Como um tradicional personagem da
Dreamworks, a protagonista, a menina Eep, irá desafiar seu meio em benefício de
uma conquista pessoal – ou coletiva, dentro da lógica dos projetos do estúdio. Mas
aqui o argumento está assegurado pelas circunstâncias da sucessão de acontecimentos
de tal época. A menina adolescente irá contra todos os preceitos duramente
defendidos pelo pai, as tais ações que repelem ameaças. Fuga. Grug acredita que
estes preceitos tradicionais são os responsáveis por garantir-lhes a vida, já
que outras tribos foram dizimadas quando se expuseram sob a lua.
O pavor ao novo ecoa em várias
representações, fazendo coro com o mito da caverna de Platão, ilustrado na
narrativa enquanto alusão ao desejo de descobertas tencionados pela heroína. O
lado de fora, o desprendimento do passado – do que essencialmente são – em
benefício da evolução, como a cena em que as mãos dos personagens soltam uma
rocha para se arriscar no mundo, é um curtíssimo momento que edifica a obra, não
se tratando unicamente de mais uma animação pra buscar mera recreação, mas ser
minimamente relevante enquanto um registro histórico – embora esteja longe,
longíssimo, de ser infimamente fiel.
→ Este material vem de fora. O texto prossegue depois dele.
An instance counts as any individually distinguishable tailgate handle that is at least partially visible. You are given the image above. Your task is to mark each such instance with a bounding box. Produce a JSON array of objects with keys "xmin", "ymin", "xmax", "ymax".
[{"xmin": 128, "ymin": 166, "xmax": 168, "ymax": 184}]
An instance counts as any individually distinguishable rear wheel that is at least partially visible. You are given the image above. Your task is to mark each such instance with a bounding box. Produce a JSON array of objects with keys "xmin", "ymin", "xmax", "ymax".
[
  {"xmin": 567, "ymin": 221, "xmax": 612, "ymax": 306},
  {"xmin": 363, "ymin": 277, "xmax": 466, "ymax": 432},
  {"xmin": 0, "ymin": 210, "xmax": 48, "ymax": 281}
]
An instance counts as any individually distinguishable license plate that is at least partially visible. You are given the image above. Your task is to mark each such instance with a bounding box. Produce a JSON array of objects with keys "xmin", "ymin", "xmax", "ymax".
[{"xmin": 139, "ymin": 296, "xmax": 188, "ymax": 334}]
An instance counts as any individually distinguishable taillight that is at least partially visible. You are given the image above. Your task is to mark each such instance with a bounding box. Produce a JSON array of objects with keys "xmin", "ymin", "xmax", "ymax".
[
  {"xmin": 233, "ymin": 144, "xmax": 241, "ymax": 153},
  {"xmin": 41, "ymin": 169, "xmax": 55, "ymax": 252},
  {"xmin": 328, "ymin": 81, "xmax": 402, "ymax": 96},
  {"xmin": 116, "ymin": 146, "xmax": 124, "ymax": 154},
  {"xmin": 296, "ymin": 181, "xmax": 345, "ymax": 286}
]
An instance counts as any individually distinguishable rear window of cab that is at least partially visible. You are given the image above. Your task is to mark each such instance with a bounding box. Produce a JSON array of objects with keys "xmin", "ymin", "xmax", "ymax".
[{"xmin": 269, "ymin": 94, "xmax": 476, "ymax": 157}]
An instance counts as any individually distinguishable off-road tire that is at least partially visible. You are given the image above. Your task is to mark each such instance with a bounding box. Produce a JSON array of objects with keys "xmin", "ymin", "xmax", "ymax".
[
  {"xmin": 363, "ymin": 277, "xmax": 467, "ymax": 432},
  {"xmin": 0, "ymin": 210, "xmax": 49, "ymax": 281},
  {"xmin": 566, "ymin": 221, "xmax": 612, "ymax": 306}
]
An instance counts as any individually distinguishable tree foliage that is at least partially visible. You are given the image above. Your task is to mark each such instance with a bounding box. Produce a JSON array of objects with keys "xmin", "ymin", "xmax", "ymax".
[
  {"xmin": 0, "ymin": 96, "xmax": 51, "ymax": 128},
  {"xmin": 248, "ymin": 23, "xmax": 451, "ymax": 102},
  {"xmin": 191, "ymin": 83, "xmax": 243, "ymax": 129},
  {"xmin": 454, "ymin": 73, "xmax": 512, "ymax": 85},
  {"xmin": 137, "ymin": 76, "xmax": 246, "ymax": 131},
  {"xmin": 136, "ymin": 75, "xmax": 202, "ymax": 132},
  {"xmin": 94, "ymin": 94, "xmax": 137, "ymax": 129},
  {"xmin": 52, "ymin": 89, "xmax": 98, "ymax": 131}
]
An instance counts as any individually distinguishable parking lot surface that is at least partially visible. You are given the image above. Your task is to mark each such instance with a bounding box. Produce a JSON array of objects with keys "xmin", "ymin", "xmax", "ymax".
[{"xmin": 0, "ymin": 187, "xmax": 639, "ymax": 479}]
A cena se repete duas vezes com
personagens distintos – geracionais –, demonstrando o quão difícil fora tal
processo de libertação através do tempo.
Vai ainda mais longe quando o
herói grosseiro – um Shrek das cavernas – percebe que sua força bruta já não é
o bastante, obrigando-se ao uso do raciocínio, fundamental para a salvação da
espécie, encontrando ferramentas que possam ser usadas em vantagem.
Acompanhamos o processo de seleção natural no meio do caos da separação
continental. Todos saem em busca da luz, o sol como expoente, distante e
inalcançável. Pensa-se no domínio sobre ele com a descoberta do fogo. Isto é
representado por um outro personagem apresentado após conhecermos devidamente o
universo Neandertal.
A Dreamworks, mais do que nunca,
investiu na concepção de seus personagens, caracterizando seus trejeitos e
dicções, desde o modo de falar até o de se expressar, sem delicadezas. O modo
como a família se movimenta, com as mãos tateando o chão, semelhante a um símio,
refuta o modelo visto no garoto solitário – este já adaptado as condições
terrestres –, o corajoso Guy, que os Croods encontram durante uma fuga
inevitável, já que Pangeia estava rachando, comprometendo o refúgio nas
montanhas. É Eep quem descobre o rapaz após decidir dar uma escapada noturna,
imediatamente depois de perceber uma estranha luz dançando na escuridão. O
romance logicamente acontece, porém sem tanta força para tirar o foco da luta
por sobrevivência, funcionando com gags e boas piadas. Também é motivo para Grug,
o paizão protetor, desgostar do estranho Guy. Conflitos sobram.
A elaboração grática da
Dreamworks Animation é outro ponto considerável. O filme é visualmente bonito,
caprichado e detalhado, tanto no cenário que trazem grandes florestas e cânions
até os distintos personagens. Alguns vícios narrativos se mantém, como a
fórmula de trazer um animal que garanta a simpatia do público, se
responsabilizando por 2 ou 3 cenas deslocadas e tornar-se querido pelas
crianças. Há ainda uma cena lindíssima de arte rupestre, quando Grug deixa
algumas marcas nas rochas contando sua história. Basicamente o filme é isso, uma
projeção da transição temporal e cultural de um determinado povo, de maneira
recreativa e criativa, atestando o tempo que, quando presos, julgavam o perigo da
inovação e se mantinham escondidos dentro da caverna, até testemunharem a
realidade, extinguindo a ilusão que os mantinha oprimidos. O grupo então segue
em progresso rumo a lucidez diante o obscurantismo.